Minister, het komt me toch een beetje vreemd voor. In de commissie maakt u ons blij door te zeggen dat u gaat ijveren voor een doelgroep tot en met 58 jaar. Zo staat het ook in het akkoord met Vlaams Economisch Sociaal Overlegcomité (VESOC). Nu zegt u dat er eerst een consensus moet zijn tussen de werkgever en werknemer. De vakbonden zijn waarschijnlijk niet meteen vragende partij om de doelgroep al meteen uit te breiden tot en met de 58-jarigen. U zegt dat u hierover een evaluatie zult maken op het einde van dit jaar. U zegt ook dat er rekening moet worden gehouden met de middelen en capaciteiten van de VDAB.
Ik vraag me toch af hoe dat allemaal te rijmen valt. Ik verwijs opnieuw naar het verslag van het Rekenhof naar aanleiding van het budget 2011 dat we hier hebben mogen goedkeuren. Het Rekenhof vond dat er veel te weinig middelen waren voor het activeringsbeleid van de 50-plussers of de oudere werklozen. Dat was een terechte bedenking. Mijn vraag blijft dus: is er op dit moment nog altijd geen consensus om het beleid uit te breiden tot de 58-jarigen, ondanks de aankondigingen daarover?
De heer Diependaele heeft het woord.
Mevrouw Peeters, ik betreur samen met u dat de sociale partners geen overeenkomst bereikt hebben over de uitbreiding naar 58 jaar. Het is vorige week in de commissie wel duidelijk voorgesteld zoals het nu is afgesproken. U was daar ook. Misschien moeten we samen het verslag eens nalezen.
Betreffende het Rekenhof: ook de VDAB is langsgekomen. Zij hebben gezegd dat ze daar geen probleem mee hadden. Dat is toch wel een klein misverstand in uwen hoofde.
In het kader van het werkgelegenheids- en investeringsplan (WIP) is er afgesproken dat 50-plussers die vrijwillig een traject willen volgen, een even kwalitatieve begeleiding zullen krijgen als de anderen.
Ik verwijs naar de federale bevoegdheid ter zake. In 2004 is er een plan-Vandenbroucke opgesteld. Het werd toen vergeleken met een heksenjacht op werklozen. Maar Vlaanderen gaat nu veel verder. Er werd toen afgesproken dat we die aanpak van de RVA geleidelijk aan gingen uitbreiden, in 2004 naar 30 jaar, maar in 2007 is dat gestopt.

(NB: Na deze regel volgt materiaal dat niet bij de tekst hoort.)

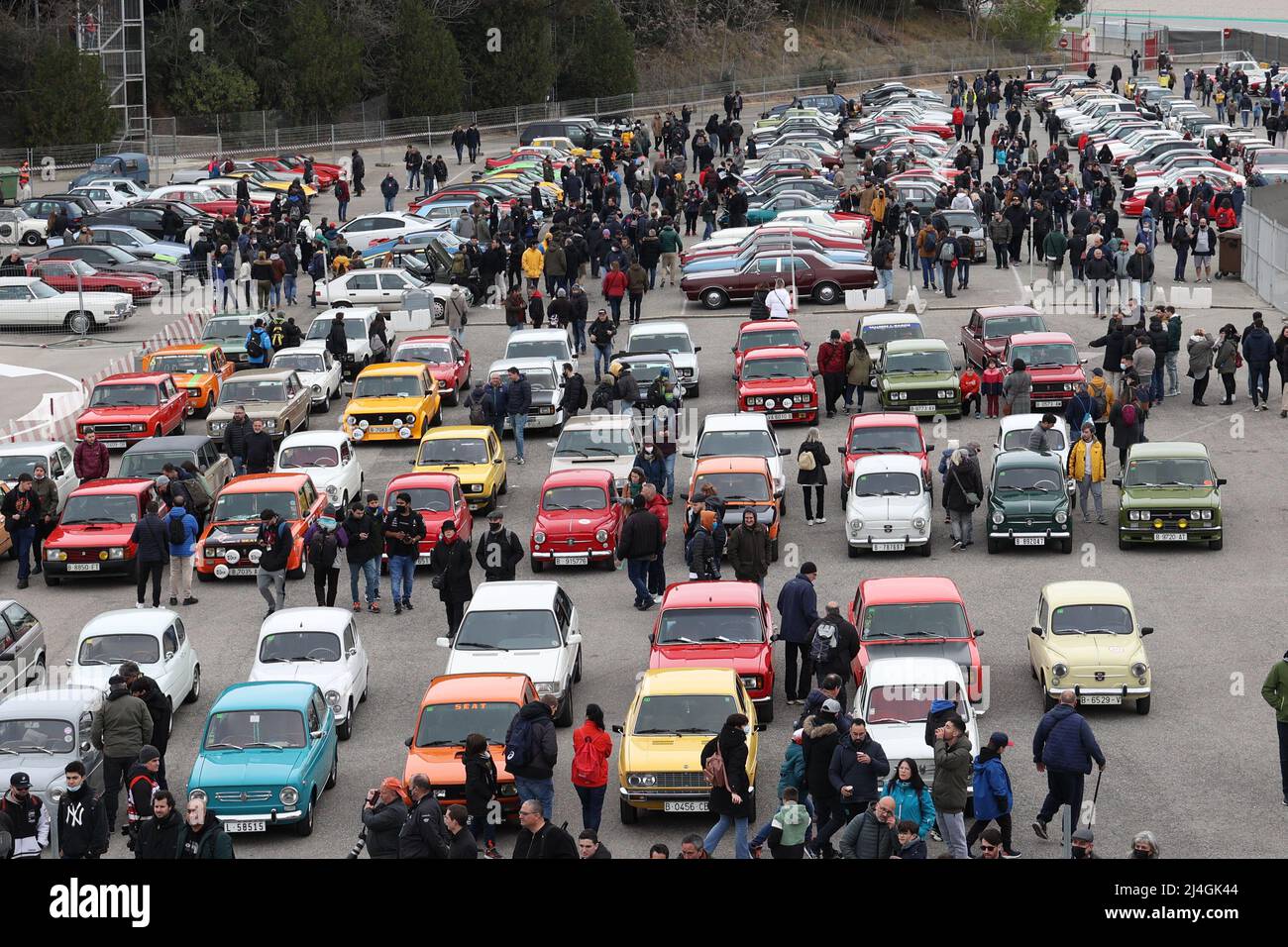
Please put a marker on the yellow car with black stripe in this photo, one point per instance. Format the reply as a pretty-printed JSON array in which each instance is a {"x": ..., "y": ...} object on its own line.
[{"x": 391, "y": 401}]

In 2007 is men blijven hangen op die 50 jaar. Sindsdien zit het federaal ook strop. Er worden geen stappen meer gezet. Het is dan ook bijzonder spijtig dat Vlaanderen nog altijd niet bevoegd is voor dat arbeidsmarktbeleid.
De heer Sabbe heeft het woord.
Dat klopt, mijnheer Diependaele, we hebben dat effectief zo besproken in de commissie. Ik wil er nog iets aan toevoegen, ook voor u, minister. We spreken nu over de activering van 26.000 mensen. We mogen niet vergeten dat er in Vlaanderen 182.000 50-plussers zijn die een werkloosheidsuitkering krijgen. Daarvan zitten er 52.000 in de categorie 52 tot 58 jaar.

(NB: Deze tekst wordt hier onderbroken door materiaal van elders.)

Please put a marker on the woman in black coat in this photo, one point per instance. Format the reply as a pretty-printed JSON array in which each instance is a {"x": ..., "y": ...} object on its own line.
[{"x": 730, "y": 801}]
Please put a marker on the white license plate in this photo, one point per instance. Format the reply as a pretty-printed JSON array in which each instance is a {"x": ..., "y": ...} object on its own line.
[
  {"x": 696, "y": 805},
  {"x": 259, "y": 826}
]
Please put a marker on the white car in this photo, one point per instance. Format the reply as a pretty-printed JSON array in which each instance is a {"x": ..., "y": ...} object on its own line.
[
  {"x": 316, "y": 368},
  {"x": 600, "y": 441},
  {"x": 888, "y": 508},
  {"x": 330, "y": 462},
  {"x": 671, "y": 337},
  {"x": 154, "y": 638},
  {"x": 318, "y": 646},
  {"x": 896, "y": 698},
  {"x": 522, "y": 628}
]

In stap één gaat u dus 26.000 mensen proberen te activeren. U had sneller kunnen gaan. U had onmiddellijk die 52.000 werklozen kunnen activeren, want dan er zijn nog altijd 130.000 werkloze 50-plussers in Vlaanderen die een werkloosheidsuitkering krijgen, ofwel omdat ze in brugpensioen zijn, ofwel omdat ze 59+ zijn. We moeten het tempo misschien opdrijven en tonen dat Vlaanderen baanbrekend kan en durft zijn en in de sporen van Duitsland stappen.
De heer Watteeuw heeft het woord.
De situatie van de oudere werkzoekende is niet goed, dat weet u, minister. Het afsluiten van een akkoord tussen werkgevers en werknemers om te komen tot een systematische aanpak en begeleiding is een goede zaak. Ik heb er alle begrip voor dat u in stappen te werk gaat. U hebt dat inderdaad aangekondigd. Uiteindelijk moet u de capaciteit van de VDAB uitbreiden en dat gaat niet van de ene dag op de andere.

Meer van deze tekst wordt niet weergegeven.